Transition Metals Test PRi Flashcards
Q1a) Identify a suitable reagent, give the formula for copper containing species and write equation for reaction of [Cu(H2O)6]2+ ⟶ Pale Blue ppt.
Reagent – Ammonia
Species – [Cu(H2O)4(OH)2]
Equation – [Cu(H2O)6]2+ + 2NH3 ⟶ [Cu(H2O)3(OH)3] + 2NH4+
Q1b) Reagent, species and equation for Reaction 2
Reagent – Ammonia in excess
Species – [Cu(H2O)2(NH3)4]2+
Equation – [Cu(H2O)4(OH)2] + 4NH3 ⟶ [Cu(H2O)2(NH3)4]2+ + 2H2O + 2OH-
Q1c) Reagent, species and equation for Reaction 3
Reagent – Na2CO3
Species – [Cu(H2O)6]2+
Equation – [Cu(H2O)6]2+ + CO3(2-) ⟶ CuCO3 + 6H2O
Q1d) Reagent, species and equation for Reaction 4
Reagent – HCl (Conc/xs)
Species – [Cu(H2O)6]2+
Equation – [Cu(H2O)6]2+ + 4Cl- ⟶ [CuCl4]2- + 6H2O
Q2a) Explain why the reaction between I- ions and S2O82- ions is slow
They are both negatively charged
-ve ions repel one another
Q2b) Other than having variable oxidation states, explain why Fe2+ ions are good catalysts for this reaction
Positive ions attract -ve ions in catalysed process
Q2c) Write a half-equation for the reduction of S2O8(2-) ions to SO4(2-) ions
S2O8(2-) + 2e- ⟶ 2SO4(2-)
Q2d) Construct an overall equation for the reaction between S2O8(2-) ions and I- ions
S2O8(2-) + 2I- ⟶ 2SO4(2-) + I2
Q3a) Calculate the entropy change for the reaction between ammonia and oxygen
∆S = S(s products) - Σ(s reactants)
((4x211) + (6x189)) - ((4x193) + (5x205)) = 181 J/K/mol
Q3b) Calculate a value for the Gibbs free-energy change (∆G), in kJ/mol, for the reaction between ammonia and oxygen at 600ºC
∆G = ∆H - T∆S 600ºC = 873K ∆G = -905 - 873(181x10-3) = -1063 kJ/mol
Q3c) The reaction between ammonia and oxygen was carried out at a higher temperature.

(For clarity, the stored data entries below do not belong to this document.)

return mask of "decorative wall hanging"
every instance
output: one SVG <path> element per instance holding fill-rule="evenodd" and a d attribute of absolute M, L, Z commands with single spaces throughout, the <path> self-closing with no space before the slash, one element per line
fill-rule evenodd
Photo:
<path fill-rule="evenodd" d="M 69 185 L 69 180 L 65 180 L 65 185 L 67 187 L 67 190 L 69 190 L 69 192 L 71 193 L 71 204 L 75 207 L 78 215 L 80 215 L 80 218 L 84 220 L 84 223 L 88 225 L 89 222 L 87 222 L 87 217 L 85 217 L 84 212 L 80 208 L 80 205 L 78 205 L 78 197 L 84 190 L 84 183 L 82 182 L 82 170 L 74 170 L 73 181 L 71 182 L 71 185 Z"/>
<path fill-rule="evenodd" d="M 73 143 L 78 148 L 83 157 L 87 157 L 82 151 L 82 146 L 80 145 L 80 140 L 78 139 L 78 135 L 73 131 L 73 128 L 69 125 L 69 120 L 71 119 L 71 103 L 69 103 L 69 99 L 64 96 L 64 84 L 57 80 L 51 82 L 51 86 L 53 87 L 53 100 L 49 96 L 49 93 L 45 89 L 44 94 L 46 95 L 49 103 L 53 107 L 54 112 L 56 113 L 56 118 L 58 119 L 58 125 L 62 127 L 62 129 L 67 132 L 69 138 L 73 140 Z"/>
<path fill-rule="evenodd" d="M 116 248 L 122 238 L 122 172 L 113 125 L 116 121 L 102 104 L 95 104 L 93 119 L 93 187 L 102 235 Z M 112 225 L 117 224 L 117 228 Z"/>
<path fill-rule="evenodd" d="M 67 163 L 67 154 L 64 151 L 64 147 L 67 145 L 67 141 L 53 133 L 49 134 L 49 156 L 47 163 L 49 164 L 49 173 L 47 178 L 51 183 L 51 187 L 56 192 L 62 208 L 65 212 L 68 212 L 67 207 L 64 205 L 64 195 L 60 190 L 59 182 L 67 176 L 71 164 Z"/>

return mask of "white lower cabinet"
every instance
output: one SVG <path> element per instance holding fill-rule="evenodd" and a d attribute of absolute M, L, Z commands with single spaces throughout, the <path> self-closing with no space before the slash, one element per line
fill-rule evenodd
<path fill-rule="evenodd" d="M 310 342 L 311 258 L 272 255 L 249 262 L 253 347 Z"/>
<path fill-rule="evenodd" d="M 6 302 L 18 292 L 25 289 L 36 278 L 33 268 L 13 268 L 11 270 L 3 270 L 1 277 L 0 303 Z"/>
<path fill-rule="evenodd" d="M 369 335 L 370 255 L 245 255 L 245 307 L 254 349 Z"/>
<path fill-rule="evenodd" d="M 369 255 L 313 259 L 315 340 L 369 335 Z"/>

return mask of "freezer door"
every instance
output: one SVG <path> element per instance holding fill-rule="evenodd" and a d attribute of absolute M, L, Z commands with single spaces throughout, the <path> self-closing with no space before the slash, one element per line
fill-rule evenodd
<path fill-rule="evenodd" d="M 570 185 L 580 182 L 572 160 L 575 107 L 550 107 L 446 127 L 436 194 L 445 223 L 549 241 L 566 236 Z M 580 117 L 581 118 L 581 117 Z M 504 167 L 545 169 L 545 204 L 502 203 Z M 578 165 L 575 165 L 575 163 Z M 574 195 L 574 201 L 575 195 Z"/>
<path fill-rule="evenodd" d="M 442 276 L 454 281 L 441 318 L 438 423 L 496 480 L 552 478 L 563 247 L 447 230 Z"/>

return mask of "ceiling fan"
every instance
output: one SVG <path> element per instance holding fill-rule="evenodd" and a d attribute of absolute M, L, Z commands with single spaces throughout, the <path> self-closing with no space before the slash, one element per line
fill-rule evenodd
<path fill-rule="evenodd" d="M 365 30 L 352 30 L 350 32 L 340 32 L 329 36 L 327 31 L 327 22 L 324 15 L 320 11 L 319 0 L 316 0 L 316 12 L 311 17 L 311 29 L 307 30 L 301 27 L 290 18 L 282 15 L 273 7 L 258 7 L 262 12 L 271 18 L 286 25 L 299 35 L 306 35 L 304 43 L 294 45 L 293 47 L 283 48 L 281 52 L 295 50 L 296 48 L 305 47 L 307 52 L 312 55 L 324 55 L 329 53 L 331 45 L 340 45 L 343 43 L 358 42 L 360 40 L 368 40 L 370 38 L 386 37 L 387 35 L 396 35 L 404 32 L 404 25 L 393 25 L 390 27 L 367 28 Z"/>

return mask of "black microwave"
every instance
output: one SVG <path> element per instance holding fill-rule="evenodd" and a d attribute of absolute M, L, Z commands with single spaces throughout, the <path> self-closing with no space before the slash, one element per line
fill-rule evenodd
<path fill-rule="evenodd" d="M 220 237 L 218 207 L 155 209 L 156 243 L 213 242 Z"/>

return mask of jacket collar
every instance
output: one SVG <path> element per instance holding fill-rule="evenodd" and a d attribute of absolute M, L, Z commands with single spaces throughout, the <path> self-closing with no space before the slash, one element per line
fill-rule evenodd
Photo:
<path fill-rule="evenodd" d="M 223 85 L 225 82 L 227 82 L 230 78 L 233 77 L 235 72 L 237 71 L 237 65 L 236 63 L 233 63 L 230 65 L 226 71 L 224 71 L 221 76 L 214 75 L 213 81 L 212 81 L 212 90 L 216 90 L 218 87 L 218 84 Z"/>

Explain how this change affects the value of ∆G for this reaction
1) ∆G becomes more negative
2) Entropy change/∆S is +ve/T∆S gets bigger
Q3d) Platinum acts as a heterogeneous catalyst in the reaction between ammonia and oxygen. It provides an alternative reaction route with a lower activation energy.
Describe the stages of this alternative route
1) Reactants absorbed onto Platinum surface/Pt provides surface/active site
2) Reaction on surface. Bond breaking/forming occurs on surface
3) Desorption of the product or words to that effect (wtte)
Q3e) Deduce the change in oxidation state of Nitrogen, when NH3 is oxidised to NO
Oxidation state changes from -3 to +2 (or +5 overall)
Q3f) When ammonia reacts with oxygen, Nitrous Oxide (N2O) can be produced instead of NO
Give an equation for this reaction
2NH3 + 2O2 ⟶ N2O + 3H2O
Q4a) Explain, in terms of electrons, why the complexes are different colours. (You are NOT required to explain why the observed colours are red-violet and green)
1) In each of P & Q, oxidation state of Cr = +3
2) In each of P & Q, electron config is same/3d3
3) Ligands are different
4) Different energies of electrons/different orbital energies
5) Different wavelengths of light absorbed
6) Different wavelengths of light transmitted/reflected